I’ve just uploaded my first kernel for Porto Seguro’s Insurance comp. Which involves no feature engineering and a LB 0.25 which is not good since it relies on just using sklearn with no extensive exploration. A good way to start: https://www.kaggle.com/keremt/logistic-regression-random-forest-tutorial.

jeremy · October 27, 2017, 2:36am

Thanks! I think you can make this kernel much for compelling without much work by:

Moving the intro stuff right to the top. Make it the first thing people see! You want people nodding along from the start
Get rid of all the errors - make it so you can read thru your kernel top to bottom on Kaggle and see results at each step
Try to tell a story - which means, amongst other things, you should add a little text to each cell saying what you’re doing, and what you learnt from the previous cell’s result

HTH!

kcturgutlu · October 27, 2017, 2:40am

I should probably delete this one and start from scratch with you recommendations.
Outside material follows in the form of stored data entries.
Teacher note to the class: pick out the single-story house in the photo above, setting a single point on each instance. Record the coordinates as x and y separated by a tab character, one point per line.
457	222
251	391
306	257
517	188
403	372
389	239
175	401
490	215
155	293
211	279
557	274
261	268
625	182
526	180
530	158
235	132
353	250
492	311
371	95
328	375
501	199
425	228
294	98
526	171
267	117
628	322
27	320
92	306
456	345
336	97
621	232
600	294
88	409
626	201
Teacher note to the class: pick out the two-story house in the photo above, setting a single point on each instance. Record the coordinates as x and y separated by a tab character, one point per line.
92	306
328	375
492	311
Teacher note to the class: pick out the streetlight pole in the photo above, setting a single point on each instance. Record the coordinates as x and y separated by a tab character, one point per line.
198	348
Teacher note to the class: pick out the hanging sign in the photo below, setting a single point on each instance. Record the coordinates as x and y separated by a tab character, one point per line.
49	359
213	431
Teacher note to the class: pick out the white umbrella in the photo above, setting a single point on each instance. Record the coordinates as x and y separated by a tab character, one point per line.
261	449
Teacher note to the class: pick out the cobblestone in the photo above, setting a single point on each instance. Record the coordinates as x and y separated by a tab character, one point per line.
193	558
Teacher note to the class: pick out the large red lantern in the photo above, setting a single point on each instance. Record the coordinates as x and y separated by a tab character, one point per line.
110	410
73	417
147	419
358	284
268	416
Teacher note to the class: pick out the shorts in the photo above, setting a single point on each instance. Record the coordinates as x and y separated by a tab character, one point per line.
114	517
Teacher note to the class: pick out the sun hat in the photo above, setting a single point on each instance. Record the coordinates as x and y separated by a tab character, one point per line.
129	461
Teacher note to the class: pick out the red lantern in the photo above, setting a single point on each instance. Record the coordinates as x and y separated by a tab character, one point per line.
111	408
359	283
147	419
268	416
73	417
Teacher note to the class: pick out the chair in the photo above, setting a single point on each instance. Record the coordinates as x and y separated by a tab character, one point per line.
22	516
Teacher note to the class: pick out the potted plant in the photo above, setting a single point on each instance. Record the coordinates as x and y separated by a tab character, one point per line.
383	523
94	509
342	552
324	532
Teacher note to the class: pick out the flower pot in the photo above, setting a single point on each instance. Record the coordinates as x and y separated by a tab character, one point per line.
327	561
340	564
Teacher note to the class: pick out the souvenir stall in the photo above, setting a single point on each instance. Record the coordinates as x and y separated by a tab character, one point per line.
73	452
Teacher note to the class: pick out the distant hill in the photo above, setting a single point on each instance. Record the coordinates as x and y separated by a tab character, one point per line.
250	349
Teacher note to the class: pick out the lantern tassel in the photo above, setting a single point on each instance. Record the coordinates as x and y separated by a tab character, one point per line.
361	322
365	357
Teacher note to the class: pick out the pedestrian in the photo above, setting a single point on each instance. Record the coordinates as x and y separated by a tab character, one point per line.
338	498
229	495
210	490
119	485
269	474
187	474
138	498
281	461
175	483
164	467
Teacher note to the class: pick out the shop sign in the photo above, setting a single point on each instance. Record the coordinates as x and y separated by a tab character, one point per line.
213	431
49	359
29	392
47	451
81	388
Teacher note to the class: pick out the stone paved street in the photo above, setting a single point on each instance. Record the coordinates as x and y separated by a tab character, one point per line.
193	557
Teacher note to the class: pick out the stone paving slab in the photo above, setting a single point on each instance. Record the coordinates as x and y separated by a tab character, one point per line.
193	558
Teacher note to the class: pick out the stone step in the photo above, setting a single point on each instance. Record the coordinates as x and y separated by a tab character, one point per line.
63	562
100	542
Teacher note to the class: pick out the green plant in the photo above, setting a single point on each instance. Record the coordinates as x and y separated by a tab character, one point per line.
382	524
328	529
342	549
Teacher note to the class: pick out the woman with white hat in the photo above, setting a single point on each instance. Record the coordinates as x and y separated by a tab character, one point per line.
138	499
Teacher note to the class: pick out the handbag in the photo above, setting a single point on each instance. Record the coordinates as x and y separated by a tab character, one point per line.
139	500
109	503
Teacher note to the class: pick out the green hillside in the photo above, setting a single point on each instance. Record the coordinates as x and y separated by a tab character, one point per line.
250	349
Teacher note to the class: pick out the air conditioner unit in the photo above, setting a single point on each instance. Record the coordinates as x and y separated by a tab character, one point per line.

Thanks for the tips!

jeremy · October 27, 2017, 2:41am

I believe you can simply create new versions. Kaggle has a git-like versioning system built in I believe.

kcturgutlu · October 27, 2017, 2:49am

I guess it gives us 2 options:

1. To upload a new ipynb which I think will overwrite the existing one
1. Do changes on kaggle but it’s really slow due to connection

I am anyway not satisfied with my LB So from using your tips I will play with data and try to spend more time on it before building more models. In the meantime I am reading other kernels and will add what have worked for other people as well. But some people’s discussions are conflicting with eachother…

For example, someone says one-hot encoding helped them with XGBOOST where as other says XGBOOST worked for them better with label encoding. Would you mind to give tips about how to parse information correctly from Kaggle forums and how to iterate using these information.

Thank You!

jeremy · October 27, 2017, 3:16am

The only way I know is to experiment. Try and see! Frankly, there is a real dearth of practical (and correct) machine learning information around. We’ll talk a bit about one-hot vs ordered encodings next week, but we’ll learn that there is no known a priori way to know which will work better with trying both…

(and, of course, lean towards information from people that have good leaderboard positions in the competition!)